Michel Drucker condamné à payer

Clément Solym - 14.01.2011

Edition - Justice - drucker - beyala - livre


Condamné pour un livre qu'il n'avait pas écrit, mais fait écrire, Michel Drucker s'est retrouvé le bec dans l'eau, face à Calixthe Beyala. Mieux, en fait, il a été condamné pour un livre qui n'est jamais sorti...

L'ouvrage devait réunir un ensemble de conversation entre Michel Drucker et Régis Debray, prévu pour l'éditeur Albin Michel et écrit par ladite Calixte, qui fut également la maîtresse du sieur Michel, marié, évidemment.

Un travail pour lequel il lui avait assuré une rémunération, mais suite à leur séparation, en 2006, celle-ci n'avait rien perçu. « Il n’a pas tenu son engagement et m’a juste dit : “Depuis la nuit des temps, les hommes ont toujours fait des promesses aux femmes qu’ils ne tiennent jamais”. »

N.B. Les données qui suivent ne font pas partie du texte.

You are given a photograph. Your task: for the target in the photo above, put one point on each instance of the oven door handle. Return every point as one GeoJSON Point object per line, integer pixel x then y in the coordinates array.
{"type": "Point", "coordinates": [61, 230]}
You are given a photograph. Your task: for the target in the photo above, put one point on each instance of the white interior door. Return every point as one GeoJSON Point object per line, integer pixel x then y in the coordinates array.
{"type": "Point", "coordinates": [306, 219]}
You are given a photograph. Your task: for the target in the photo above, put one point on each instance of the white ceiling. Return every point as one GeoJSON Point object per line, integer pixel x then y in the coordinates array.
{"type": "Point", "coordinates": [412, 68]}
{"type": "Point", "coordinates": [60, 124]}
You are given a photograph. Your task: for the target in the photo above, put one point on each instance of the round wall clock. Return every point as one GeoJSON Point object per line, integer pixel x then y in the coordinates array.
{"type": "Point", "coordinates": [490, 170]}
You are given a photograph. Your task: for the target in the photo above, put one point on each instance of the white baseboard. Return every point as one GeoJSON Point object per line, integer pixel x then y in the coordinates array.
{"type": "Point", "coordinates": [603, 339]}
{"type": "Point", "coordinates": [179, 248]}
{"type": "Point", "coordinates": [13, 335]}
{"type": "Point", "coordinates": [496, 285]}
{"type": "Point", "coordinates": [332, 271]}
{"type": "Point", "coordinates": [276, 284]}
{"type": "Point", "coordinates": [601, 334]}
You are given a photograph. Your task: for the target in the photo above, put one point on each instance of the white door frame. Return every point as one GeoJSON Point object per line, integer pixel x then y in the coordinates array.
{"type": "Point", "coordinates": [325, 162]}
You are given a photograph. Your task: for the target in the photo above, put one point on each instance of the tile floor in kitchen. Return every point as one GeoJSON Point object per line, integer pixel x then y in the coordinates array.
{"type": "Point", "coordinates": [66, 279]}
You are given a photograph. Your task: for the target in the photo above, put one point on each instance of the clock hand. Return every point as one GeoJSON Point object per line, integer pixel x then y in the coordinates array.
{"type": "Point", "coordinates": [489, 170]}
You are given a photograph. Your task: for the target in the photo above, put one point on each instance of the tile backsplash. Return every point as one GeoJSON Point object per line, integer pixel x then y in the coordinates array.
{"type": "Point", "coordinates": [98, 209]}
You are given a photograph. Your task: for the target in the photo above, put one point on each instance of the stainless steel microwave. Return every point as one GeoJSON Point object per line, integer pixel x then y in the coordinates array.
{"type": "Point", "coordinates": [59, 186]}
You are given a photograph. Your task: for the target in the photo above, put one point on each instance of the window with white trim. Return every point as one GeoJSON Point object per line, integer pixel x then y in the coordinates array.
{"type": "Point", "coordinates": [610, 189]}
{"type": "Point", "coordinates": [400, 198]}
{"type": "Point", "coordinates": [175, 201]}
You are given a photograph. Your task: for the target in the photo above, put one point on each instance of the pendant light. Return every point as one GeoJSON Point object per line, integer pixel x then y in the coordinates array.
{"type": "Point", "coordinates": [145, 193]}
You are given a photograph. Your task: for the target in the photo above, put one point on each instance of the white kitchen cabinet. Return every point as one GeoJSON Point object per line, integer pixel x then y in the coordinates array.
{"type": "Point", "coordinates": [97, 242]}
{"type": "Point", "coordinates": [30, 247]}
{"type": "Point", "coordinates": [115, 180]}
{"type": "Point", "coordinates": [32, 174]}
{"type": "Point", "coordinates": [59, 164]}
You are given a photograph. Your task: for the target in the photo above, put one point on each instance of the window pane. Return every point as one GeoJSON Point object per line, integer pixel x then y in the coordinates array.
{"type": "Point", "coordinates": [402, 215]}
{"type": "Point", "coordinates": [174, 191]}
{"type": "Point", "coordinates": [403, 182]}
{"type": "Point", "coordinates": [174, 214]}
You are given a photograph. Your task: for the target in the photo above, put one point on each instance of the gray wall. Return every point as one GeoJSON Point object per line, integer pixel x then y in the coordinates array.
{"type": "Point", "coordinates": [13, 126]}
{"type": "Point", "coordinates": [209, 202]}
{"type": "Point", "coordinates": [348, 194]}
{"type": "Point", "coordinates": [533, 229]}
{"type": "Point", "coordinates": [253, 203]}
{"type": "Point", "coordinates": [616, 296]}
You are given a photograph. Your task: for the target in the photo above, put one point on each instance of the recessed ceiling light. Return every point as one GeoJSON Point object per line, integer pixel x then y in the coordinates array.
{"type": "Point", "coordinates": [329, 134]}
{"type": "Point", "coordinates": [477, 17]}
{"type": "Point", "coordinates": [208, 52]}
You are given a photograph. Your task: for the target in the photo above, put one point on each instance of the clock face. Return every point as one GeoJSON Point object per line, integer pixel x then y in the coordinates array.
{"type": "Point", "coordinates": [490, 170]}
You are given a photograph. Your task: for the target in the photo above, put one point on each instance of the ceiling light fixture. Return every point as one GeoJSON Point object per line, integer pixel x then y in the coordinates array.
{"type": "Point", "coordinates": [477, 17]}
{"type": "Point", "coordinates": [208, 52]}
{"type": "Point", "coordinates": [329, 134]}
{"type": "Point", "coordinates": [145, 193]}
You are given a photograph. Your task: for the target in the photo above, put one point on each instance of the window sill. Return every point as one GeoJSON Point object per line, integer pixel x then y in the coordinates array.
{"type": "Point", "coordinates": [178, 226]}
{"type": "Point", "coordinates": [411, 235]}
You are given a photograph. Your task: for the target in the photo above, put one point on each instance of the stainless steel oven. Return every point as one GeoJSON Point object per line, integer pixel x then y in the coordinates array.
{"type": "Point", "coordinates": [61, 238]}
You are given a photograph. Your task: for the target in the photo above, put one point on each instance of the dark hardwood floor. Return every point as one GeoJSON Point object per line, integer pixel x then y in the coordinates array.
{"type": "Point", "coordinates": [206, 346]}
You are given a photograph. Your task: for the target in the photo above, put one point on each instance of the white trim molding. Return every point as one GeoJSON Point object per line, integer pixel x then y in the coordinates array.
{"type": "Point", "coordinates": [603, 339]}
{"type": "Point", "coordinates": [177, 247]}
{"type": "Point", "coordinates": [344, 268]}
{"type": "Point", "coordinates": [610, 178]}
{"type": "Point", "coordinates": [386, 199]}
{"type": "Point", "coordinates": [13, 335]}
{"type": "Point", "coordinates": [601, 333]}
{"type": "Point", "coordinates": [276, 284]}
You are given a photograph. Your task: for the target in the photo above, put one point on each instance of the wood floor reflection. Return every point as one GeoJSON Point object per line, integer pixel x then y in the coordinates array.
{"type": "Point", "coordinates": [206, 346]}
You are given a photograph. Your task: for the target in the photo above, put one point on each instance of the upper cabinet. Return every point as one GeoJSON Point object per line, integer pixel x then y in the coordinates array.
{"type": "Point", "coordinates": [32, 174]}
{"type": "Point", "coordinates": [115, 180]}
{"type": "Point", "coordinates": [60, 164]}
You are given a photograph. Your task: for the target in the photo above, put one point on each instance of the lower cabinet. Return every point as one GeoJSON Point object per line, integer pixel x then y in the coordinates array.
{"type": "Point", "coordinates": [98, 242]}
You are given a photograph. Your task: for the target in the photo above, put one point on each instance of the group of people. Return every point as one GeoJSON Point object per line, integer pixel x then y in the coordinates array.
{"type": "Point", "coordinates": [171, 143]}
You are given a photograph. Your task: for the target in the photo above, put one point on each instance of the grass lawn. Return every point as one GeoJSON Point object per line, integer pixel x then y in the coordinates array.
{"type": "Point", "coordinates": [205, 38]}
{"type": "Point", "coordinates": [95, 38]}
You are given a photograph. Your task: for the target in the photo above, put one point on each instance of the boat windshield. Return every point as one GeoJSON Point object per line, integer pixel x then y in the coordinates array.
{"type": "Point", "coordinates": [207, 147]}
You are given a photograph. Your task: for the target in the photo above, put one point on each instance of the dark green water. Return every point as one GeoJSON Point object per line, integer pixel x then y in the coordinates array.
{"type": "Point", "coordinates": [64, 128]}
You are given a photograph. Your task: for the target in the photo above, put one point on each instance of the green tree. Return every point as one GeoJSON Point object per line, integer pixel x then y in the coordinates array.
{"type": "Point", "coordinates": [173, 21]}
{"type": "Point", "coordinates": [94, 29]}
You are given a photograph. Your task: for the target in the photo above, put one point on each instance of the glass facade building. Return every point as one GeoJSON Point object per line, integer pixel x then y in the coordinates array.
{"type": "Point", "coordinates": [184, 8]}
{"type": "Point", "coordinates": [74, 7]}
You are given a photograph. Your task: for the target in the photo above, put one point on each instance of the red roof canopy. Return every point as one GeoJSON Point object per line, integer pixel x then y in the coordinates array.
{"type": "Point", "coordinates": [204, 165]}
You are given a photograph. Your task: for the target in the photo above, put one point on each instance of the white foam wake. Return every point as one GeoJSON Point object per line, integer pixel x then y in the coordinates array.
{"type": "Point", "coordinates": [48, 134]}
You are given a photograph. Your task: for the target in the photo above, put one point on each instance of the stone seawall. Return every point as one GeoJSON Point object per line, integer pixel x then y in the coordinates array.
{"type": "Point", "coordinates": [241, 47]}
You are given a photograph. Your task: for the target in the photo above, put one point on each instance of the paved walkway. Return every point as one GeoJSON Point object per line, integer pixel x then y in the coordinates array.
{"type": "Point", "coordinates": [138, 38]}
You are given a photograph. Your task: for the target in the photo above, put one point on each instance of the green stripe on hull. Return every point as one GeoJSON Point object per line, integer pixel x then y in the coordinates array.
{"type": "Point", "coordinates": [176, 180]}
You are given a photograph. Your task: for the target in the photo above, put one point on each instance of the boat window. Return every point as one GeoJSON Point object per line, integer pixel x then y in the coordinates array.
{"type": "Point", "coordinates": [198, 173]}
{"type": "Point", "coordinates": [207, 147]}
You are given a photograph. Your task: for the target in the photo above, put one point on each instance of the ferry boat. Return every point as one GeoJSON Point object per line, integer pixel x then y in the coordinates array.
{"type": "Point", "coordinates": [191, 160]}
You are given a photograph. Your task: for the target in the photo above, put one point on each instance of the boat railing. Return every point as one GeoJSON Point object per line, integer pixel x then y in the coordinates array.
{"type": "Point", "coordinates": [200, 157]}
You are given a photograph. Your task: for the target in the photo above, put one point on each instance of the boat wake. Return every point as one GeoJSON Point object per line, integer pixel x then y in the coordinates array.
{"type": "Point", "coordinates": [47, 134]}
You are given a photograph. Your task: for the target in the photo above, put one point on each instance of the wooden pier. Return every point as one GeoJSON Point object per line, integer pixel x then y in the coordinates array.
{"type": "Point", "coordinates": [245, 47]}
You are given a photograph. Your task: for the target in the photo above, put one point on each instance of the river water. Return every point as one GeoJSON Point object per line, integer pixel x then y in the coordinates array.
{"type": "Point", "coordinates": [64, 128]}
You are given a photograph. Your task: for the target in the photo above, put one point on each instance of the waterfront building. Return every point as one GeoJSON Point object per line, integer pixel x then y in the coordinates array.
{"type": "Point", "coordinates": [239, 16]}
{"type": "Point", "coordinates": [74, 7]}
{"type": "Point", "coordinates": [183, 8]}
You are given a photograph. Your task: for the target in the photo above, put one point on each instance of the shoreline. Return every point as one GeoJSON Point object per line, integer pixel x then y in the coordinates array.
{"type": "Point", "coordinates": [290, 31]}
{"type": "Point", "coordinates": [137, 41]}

Or, hier, la Cour d'appel donnait donc raison à la jeune femme. Selon son avocat, aucun contrat n'avait été signé entre les deux puisque « la relation de concubinage qu'elle entretenait à l'époque avec Michel Drucker la plaçait dans l'impossibilité morale d'exiger de lui qu'il formalise par écrit son engagement ».

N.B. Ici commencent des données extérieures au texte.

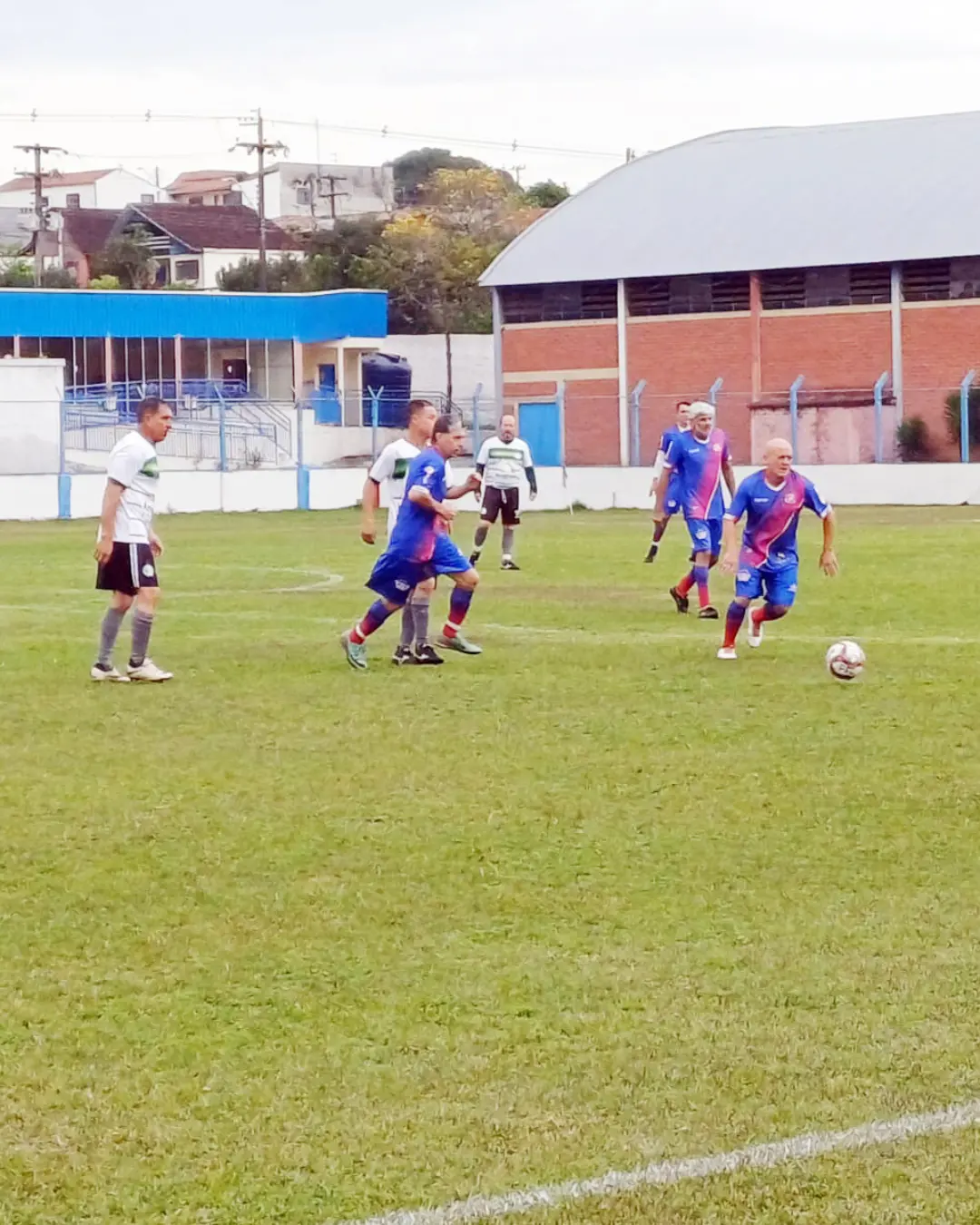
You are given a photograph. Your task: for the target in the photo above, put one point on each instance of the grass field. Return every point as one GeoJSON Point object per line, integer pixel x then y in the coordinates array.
{"type": "Point", "coordinates": [286, 944]}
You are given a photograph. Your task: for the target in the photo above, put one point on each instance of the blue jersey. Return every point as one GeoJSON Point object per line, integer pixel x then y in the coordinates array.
{"type": "Point", "coordinates": [772, 517]}
{"type": "Point", "coordinates": [416, 528]}
{"type": "Point", "coordinates": [699, 467]}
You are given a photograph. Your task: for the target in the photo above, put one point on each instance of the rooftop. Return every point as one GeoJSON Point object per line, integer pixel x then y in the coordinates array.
{"type": "Point", "coordinates": [773, 198]}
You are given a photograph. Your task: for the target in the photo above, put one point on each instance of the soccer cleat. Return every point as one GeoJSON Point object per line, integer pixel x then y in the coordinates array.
{"type": "Point", "coordinates": [458, 643]}
{"type": "Point", "coordinates": [356, 652]}
{"type": "Point", "coordinates": [107, 672]}
{"type": "Point", "coordinates": [149, 671]}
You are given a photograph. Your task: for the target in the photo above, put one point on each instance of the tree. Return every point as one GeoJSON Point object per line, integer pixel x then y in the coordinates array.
{"type": "Point", "coordinates": [413, 169]}
{"type": "Point", "coordinates": [546, 193]}
{"type": "Point", "coordinates": [288, 275]}
{"type": "Point", "coordinates": [129, 258]}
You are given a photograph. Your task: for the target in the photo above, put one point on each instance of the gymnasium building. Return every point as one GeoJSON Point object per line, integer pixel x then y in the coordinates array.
{"type": "Point", "coordinates": [836, 267]}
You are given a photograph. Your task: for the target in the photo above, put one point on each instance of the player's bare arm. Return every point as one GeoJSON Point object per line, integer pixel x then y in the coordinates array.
{"type": "Point", "coordinates": [828, 563]}
{"type": "Point", "coordinates": [729, 546]}
{"type": "Point", "coordinates": [728, 472]}
{"type": "Point", "coordinates": [111, 500]}
{"type": "Point", "coordinates": [659, 514]}
{"type": "Point", "coordinates": [422, 496]}
{"type": "Point", "coordinates": [370, 500]}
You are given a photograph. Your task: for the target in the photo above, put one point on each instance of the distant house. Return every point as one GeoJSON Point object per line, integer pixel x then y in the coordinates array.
{"type": "Point", "coordinates": [207, 188]}
{"type": "Point", "coordinates": [304, 195]}
{"type": "Point", "coordinates": [74, 239]}
{"type": "Point", "coordinates": [86, 189]}
{"type": "Point", "coordinates": [193, 242]}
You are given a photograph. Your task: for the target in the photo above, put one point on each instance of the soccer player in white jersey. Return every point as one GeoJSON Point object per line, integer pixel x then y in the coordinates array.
{"type": "Point", "coordinates": [501, 463]}
{"type": "Point", "coordinates": [128, 546]}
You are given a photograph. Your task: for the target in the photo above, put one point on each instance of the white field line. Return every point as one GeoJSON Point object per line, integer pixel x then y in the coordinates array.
{"type": "Point", "coordinates": [557, 634]}
{"type": "Point", "coordinates": [664, 1173]}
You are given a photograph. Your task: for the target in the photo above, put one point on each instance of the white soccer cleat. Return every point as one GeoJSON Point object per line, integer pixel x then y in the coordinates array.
{"type": "Point", "coordinates": [107, 674]}
{"type": "Point", "coordinates": [149, 671]}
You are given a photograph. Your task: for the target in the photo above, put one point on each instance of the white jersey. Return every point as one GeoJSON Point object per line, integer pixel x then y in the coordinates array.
{"type": "Point", "coordinates": [132, 465]}
{"type": "Point", "coordinates": [504, 463]}
{"type": "Point", "coordinates": [389, 471]}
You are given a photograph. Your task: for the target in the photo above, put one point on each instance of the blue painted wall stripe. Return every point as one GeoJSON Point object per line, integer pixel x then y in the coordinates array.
{"type": "Point", "coordinates": [305, 318]}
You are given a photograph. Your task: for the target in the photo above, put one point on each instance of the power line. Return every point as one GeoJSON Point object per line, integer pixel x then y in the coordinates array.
{"type": "Point", "coordinates": [382, 132]}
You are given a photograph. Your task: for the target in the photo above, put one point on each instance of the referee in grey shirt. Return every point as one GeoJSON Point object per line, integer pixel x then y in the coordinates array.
{"type": "Point", "coordinates": [501, 462]}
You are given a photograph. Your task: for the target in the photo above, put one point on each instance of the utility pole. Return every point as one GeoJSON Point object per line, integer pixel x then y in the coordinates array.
{"type": "Point", "coordinates": [333, 193]}
{"type": "Point", "coordinates": [41, 216]}
{"type": "Point", "coordinates": [261, 146]}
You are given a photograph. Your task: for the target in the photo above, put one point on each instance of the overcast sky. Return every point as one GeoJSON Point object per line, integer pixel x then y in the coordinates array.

Elle fut déboutée en 2009, et condamnée à 1 € de dommages-intérêts. Mais hier, la cour a fini par lui accorder une indemnisation de 30.000 € et 10.000 de mieux au titre de remboursement des frais d'avocats. (notre actualitté)

Pour sauver la face, devant la presse, l'avocat de Michel Drucker, Me Jean-Pierre Mignard y est tout de même allé de sa petite déclaration : « La Cour d'appel de Paris n'a pas fait droit à la demande de Mme Beyala qui réclamait 250.000 euros à M. Drucker. Elle a réduit à 20.000 euros ses prétentions, et 10.000 euros au titre du temps perdu. »

Méprisant à souhait, sacrés avocats !

Cela dit, maître, ce sont 30.000 € et non 20.000.

Du reste, son client n'ira pas en cassation, attendu que, cité par l'AFP, « la Cour a dit le droit en reprenant une proposition de rémunération faite par son avocat il y a plusieurs années ».